In "Mobile Values, New Names, and Secure Communication", Abadà and Fournet describe thet Applied-$\pi$-Calculus. Although I understood a great part of the description of the Applied $\pi$-Calculus, I'm still a bit confused as to what exactly its formal semantics consists of.
The authors define (on page 2):
A signature $\Sigma$ consists of a finite set of function symbols, such as
f,encrypt, andpairm each with an arity.
On page 3, they say that
Given a signature $\Sigma$, we equip it with an equational theory, that is, with an equivalence relation on terms that is closed under substitution of terms for variables.
Then they proceed, still on page 3, to define Structural equivalence, which also is an equivalence relation, but defined on extended processes and not terms.

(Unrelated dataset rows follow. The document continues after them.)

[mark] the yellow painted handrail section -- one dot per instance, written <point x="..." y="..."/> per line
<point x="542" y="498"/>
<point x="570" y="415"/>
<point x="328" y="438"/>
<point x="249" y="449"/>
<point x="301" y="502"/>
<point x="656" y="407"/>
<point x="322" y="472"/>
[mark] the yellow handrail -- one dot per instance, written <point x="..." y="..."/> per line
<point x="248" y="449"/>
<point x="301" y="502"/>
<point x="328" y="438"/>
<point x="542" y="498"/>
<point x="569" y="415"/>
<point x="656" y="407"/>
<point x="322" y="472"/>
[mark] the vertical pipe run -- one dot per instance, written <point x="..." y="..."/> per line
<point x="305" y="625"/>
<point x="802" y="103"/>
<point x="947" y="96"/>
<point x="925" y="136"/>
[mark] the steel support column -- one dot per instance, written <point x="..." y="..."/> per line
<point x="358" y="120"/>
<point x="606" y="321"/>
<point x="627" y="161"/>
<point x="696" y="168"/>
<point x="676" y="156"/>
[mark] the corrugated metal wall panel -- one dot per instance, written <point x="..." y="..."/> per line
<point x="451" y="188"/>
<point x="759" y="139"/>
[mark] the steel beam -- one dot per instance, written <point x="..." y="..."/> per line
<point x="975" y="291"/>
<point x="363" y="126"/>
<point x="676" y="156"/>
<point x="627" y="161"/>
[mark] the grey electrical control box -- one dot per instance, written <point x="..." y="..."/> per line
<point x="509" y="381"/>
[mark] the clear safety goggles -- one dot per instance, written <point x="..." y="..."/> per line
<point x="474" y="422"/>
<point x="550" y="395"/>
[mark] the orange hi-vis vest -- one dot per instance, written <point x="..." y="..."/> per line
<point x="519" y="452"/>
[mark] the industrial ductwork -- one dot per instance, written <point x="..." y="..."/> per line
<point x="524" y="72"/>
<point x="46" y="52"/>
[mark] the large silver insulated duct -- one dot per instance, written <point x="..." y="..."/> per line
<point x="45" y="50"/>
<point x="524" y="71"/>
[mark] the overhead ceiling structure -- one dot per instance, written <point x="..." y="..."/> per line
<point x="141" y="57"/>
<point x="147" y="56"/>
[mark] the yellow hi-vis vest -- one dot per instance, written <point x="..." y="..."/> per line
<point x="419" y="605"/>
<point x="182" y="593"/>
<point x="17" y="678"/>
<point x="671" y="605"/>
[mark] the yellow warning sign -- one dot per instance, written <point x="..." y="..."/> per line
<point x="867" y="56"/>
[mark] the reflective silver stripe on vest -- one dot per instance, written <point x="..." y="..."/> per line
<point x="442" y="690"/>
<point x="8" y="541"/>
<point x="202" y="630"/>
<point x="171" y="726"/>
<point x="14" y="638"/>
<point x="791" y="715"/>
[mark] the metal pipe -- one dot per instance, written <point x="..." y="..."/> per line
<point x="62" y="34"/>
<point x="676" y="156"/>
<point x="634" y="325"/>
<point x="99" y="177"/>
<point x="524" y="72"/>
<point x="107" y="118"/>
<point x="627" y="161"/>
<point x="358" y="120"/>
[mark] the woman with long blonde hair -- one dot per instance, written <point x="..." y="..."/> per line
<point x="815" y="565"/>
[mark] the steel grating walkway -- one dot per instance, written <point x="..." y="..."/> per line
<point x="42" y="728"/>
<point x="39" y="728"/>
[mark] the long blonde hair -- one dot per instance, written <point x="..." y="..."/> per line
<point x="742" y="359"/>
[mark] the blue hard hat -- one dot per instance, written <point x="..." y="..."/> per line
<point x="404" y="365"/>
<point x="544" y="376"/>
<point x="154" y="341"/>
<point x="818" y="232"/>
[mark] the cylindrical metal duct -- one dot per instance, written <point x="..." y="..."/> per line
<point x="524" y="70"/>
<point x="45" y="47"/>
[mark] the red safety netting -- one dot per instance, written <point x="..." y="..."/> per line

So after reading the paper a number of times and consulting some other resources on the Internet, I have concluded that the semantics of the $\pi$-Calculus depends on a given signature (and hence is "parametrized" in a sense); and that it is composed of:
- the signature and its equational theory, which is provided by us, depending on the application context (I may include symmetric cryptography functions and some equations modeling their behavior, and no asymmetric constructions at all, for example);
- the structural equivalence relation for processes;
- the internal reduction relation (structural semantics used for plain processes);
- the reduction relation including interaction with the environment.
Is this correct, or did I miss anything?